DiffusionGemma, benchmarks & logging

OptionDescription
--diffusion-steps <N>DiffusionGemma denoising steps per block (default: 48).
--diffusion-seed <N>DiffusionGemma deterministic sampler seed (default: 0).
--diffusion-blocks <N>Block-autoregressive canvas count (0 derives it from --max-tokens).
--benchmarkRun a synthetic prefill/decode throughput benchmark.
--bench-prefill / --bench-decode / --bench-runs <N>Synthetic prefill length, decode length, and run count.
--bench-kvcache / --bench-kv-turns <N>Multi-turn KV-cache reuse benchmark (with-cache vs forced-reset).
--warmup-runs <N>Throw-away forward passes before timing (default: 0).
--log-level <lvl>trace, debug, info, warning, error, critical, off.
--log-dir <path> / --log-file <0|1> / --log-console <0|1>JSON-line file logger directory and toggles.

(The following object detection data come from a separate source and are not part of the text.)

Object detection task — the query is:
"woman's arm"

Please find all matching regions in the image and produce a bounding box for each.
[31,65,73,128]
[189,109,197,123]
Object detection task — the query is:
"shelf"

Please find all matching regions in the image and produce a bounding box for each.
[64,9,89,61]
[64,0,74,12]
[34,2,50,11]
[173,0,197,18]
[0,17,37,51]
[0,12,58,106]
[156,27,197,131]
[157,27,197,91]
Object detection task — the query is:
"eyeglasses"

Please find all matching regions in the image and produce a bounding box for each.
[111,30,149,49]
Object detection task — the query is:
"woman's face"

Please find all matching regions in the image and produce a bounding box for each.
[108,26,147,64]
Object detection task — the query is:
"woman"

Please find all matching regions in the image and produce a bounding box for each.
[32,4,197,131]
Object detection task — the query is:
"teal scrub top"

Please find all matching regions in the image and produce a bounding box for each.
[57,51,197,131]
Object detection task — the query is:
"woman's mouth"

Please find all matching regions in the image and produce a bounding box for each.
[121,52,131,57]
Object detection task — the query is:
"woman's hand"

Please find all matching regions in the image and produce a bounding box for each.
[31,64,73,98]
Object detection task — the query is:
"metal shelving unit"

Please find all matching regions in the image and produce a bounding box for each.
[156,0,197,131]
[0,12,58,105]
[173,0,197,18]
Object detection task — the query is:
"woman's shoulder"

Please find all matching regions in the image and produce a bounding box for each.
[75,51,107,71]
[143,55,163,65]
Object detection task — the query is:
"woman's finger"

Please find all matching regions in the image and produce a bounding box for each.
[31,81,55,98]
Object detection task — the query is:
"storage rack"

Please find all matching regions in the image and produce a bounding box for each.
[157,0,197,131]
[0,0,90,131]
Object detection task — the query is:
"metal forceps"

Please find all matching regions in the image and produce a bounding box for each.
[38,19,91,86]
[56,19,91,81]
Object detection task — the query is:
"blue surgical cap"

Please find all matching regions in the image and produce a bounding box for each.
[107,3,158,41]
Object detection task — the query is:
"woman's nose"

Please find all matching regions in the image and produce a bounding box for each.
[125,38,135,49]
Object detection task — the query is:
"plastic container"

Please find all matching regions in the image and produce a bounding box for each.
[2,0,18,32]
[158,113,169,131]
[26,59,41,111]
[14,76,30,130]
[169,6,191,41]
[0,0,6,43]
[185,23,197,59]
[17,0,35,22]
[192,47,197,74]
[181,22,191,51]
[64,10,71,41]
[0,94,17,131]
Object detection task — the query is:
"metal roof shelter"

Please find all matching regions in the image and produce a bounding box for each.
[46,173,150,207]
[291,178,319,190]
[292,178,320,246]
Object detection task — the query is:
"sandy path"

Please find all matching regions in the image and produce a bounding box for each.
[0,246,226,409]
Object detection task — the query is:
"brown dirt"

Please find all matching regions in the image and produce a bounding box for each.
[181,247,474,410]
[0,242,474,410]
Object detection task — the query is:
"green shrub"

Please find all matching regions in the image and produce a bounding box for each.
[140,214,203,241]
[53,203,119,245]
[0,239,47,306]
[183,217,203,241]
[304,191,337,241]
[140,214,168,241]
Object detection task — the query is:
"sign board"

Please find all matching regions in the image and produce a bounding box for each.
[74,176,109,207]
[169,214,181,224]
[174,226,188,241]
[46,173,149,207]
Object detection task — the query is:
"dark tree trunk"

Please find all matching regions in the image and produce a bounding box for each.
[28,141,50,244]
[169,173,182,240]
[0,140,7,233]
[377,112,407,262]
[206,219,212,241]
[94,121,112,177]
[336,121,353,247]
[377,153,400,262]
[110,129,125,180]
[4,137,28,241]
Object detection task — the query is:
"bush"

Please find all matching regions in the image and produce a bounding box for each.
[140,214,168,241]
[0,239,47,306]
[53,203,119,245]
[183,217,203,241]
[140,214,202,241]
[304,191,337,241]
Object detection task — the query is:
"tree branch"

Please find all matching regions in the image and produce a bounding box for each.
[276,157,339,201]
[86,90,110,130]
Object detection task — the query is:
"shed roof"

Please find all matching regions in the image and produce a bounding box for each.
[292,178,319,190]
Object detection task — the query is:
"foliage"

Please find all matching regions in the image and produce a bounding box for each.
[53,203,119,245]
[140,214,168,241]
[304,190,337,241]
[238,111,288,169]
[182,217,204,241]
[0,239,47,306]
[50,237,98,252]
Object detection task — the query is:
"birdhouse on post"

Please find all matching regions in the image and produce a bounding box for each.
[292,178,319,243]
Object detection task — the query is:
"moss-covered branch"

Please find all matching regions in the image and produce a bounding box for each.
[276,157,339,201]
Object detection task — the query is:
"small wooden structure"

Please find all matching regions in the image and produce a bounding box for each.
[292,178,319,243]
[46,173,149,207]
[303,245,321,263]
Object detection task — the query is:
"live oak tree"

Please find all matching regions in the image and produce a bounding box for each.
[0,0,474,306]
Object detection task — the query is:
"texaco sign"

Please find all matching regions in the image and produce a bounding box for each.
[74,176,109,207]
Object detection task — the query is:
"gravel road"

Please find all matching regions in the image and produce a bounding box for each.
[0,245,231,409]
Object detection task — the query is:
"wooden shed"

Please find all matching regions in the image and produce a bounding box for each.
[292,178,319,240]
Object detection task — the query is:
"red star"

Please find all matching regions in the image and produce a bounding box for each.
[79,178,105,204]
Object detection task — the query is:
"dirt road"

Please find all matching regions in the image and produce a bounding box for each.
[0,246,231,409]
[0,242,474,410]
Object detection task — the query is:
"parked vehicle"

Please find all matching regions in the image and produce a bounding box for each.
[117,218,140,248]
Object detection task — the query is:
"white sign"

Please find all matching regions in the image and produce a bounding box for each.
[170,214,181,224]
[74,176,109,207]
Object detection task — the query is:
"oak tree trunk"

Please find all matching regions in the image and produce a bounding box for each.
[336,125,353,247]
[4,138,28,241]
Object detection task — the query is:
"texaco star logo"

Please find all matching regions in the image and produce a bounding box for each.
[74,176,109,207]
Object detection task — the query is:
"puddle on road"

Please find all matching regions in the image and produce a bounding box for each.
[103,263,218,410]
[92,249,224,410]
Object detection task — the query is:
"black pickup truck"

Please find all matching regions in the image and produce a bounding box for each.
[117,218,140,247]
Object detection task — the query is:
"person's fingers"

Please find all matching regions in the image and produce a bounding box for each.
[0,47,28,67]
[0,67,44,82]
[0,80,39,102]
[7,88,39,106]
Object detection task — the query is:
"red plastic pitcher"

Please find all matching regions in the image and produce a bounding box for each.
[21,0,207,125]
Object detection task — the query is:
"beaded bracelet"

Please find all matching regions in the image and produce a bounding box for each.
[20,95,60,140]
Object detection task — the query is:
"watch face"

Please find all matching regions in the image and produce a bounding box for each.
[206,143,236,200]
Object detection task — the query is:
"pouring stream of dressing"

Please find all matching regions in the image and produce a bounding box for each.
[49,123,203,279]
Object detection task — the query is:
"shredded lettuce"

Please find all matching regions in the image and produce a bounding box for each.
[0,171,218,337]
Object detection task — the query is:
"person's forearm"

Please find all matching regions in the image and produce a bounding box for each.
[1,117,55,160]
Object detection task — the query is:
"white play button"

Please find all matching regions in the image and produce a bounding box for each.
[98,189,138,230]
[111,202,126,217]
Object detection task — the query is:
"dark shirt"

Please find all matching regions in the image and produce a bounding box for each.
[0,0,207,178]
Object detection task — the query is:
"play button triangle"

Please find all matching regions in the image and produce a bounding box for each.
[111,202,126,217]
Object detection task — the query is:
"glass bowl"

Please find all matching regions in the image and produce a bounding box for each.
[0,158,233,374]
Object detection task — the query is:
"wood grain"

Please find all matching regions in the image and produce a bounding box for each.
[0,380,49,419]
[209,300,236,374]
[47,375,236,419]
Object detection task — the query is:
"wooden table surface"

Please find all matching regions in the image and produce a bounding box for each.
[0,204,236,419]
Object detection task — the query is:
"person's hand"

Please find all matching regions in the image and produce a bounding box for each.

See the full reference, including --test, --test-templates, and chunked-prefill correctness checks, on the API Reference page.

Interactive REPL commands

Launch with --interactive / -i. Anything that does not start with / is a user turn; type /help for the list. The prompt header shows the current model, backend, architecture, context length, projector, conversation depth, and pending attachments. Press Ctrl+C while generating to interrupt; at the prompt to exit.

Conversation

CommandDescription
/help, /?Show all interactive commands.
/exit, /quitLeave the session.
/reset, /newClear conversation history and KV cache.
/history · /save <file>Print / append the transcript.
/system <text>Set the system prompt (resets KV cache).
/think on|off · /multiline on|offToggle reasoning mode / multi-line input.

Model & runtime

CommandDescription
/info, /statusShow loaded model, backend, architecture, context/vocab size, projector, depth.
/model <path>Load a different .gguf on the current backend (resets the session).
/backend <name>Reload the current model on a different backend.
/mmproj <path>Load or replace the multimodal projector. Alias: /projector.

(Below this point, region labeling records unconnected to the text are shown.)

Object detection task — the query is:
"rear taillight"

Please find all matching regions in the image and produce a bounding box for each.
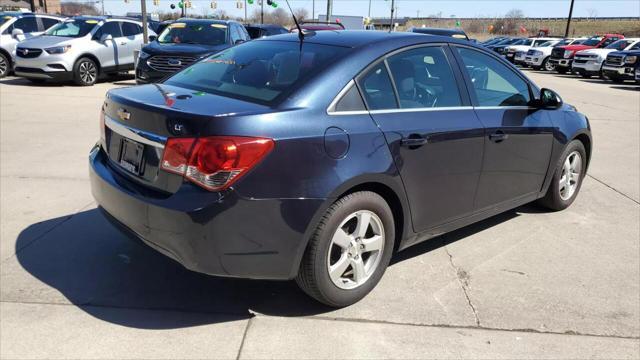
[161,136,274,191]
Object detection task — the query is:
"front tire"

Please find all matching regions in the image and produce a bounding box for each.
[296,191,395,307]
[0,52,11,79]
[540,140,587,211]
[73,57,98,86]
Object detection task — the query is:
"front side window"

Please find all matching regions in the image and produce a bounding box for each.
[122,22,142,36]
[358,62,398,110]
[457,48,531,106]
[10,16,38,34]
[158,23,228,45]
[387,46,462,108]
[165,40,348,104]
[45,20,98,38]
[93,21,122,40]
[606,40,633,51]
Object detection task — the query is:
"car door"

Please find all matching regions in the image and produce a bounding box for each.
[357,45,484,232]
[120,21,143,70]
[455,46,553,211]
[92,21,122,71]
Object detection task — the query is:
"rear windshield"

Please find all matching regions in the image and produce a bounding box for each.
[165,40,348,104]
[158,23,227,45]
[45,20,98,37]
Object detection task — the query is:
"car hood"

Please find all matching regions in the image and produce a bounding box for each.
[19,35,77,49]
[560,45,595,51]
[142,41,229,56]
[578,49,615,56]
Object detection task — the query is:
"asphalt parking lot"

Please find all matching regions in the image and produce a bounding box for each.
[0,71,640,359]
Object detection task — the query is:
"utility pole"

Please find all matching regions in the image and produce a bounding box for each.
[141,0,149,44]
[389,0,396,32]
[564,0,575,38]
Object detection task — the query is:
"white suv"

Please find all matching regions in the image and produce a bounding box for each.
[0,12,64,79]
[524,38,587,71]
[15,16,156,86]
[571,38,640,78]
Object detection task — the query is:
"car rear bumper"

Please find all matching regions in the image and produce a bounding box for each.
[89,146,325,280]
[549,58,573,68]
[571,60,602,73]
[13,66,73,81]
[602,65,636,80]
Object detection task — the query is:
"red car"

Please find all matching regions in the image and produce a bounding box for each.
[549,34,624,74]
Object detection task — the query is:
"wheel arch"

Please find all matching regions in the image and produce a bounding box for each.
[72,53,102,75]
[290,175,413,278]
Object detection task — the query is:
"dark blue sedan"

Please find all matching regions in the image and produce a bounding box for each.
[89,31,592,306]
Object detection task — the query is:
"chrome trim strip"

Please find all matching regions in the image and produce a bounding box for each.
[369,106,473,115]
[327,79,358,115]
[104,115,167,149]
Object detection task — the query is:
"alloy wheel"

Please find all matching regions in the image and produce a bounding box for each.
[327,210,385,290]
[558,151,582,201]
[79,61,98,84]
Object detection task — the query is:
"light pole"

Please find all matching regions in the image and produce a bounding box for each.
[564,0,575,38]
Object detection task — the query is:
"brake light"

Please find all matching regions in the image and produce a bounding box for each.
[161,136,274,191]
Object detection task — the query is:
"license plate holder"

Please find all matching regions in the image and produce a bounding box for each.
[120,138,144,175]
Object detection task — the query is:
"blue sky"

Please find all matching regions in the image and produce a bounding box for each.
[100,0,640,21]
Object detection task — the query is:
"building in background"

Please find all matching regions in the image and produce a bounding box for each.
[0,0,62,14]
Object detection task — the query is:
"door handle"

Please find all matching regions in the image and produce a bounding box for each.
[489,130,509,143]
[400,135,429,149]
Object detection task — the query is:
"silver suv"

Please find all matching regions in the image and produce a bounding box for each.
[0,12,64,79]
[15,16,156,86]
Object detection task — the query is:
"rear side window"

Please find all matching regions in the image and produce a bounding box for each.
[387,46,462,108]
[358,62,398,110]
[165,40,348,104]
[41,18,60,30]
[457,48,531,106]
[122,22,142,36]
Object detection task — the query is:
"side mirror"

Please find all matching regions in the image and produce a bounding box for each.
[100,34,113,43]
[11,29,24,41]
[538,89,563,109]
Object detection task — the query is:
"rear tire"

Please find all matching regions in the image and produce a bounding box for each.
[539,140,587,211]
[73,57,98,86]
[296,191,395,307]
[0,52,11,79]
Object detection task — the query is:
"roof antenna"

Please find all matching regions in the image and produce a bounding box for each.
[285,0,304,45]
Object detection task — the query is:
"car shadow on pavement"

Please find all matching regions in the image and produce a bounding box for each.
[13,202,538,329]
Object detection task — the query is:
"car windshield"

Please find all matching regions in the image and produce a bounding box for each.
[44,19,98,37]
[158,23,228,45]
[582,36,602,46]
[605,40,633,50]
[0,15,13,26]
[165,40,348,104]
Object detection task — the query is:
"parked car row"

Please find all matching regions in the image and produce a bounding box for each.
[483,34,640,82]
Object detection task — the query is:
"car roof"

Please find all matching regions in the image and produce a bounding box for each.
[254,30,462,48]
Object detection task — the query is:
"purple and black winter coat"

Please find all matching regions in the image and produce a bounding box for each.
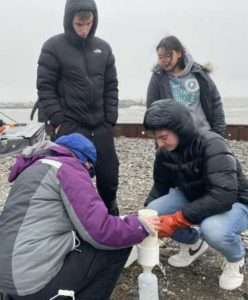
[0,142,148,296]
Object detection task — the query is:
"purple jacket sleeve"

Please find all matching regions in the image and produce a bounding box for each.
[58,164,148,249]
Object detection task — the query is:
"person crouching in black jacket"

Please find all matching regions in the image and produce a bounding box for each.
[144,99,248,290]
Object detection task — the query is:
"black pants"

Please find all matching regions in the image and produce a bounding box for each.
[11,242,130,300]
[54,121,119,215]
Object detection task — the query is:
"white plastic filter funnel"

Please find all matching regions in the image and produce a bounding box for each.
[137,208,159,270]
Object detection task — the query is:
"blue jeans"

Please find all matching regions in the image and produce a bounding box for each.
[148,189,248,262]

Sampling (live) & uploads (next turn)

CommandDescription
/sampling, /showPrint current sampling configuration.
/max · /temp · /topk · /topp · /minpSet reply length / temperature / top-k / top-p / min-p.
/repeat · /presence · /frequency · /seedSet penalties and the random seed.
/stop <text> · /clearstopAdd / clear stop sequences.
/image <path> · /audio · /video · /textAttach media or inline a text file for the next turn.
/clearattachDrop pending attachments without sending a turn.